BERNARDUS PALUDANUS, met een verlatijnden naam, volgens de gewoonte der tijden, eigenlijk VAN DEN BROEK geheeten, wierdt gebooren te Steenwijk, op den achtëntwintigsten October des Jaars 1550. Zucht tot geleerdheid, vooral tot het opspooren en verzamelen van Natuurlijke Zeldzaamheden, deedt hem eene uitlandsche reize onderneemen.
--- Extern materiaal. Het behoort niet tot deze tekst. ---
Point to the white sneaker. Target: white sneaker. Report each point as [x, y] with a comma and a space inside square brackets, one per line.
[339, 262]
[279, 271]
Niets slegts doortrok hij de Zuidlijke Gewesten van Europa, maar bezogt ook een voornaam gedeelte van Asie en Afrika. In den Jaare 1580 ontmoeten wij hem te Padua, alwaar hij den trap van Leeraar in de Geneeskunde en Wijsbegeerte beklom. In eenen Brief, ’s Jaars te vooren aan hem geschreeven, vinden wij hem genoemd, Ridder van Jerusalem. Geduurende zijne Reizen, vereerde hem de Keizer van het Duitsche Rijk met de titel van Paltsgraave, Comes Palatinus.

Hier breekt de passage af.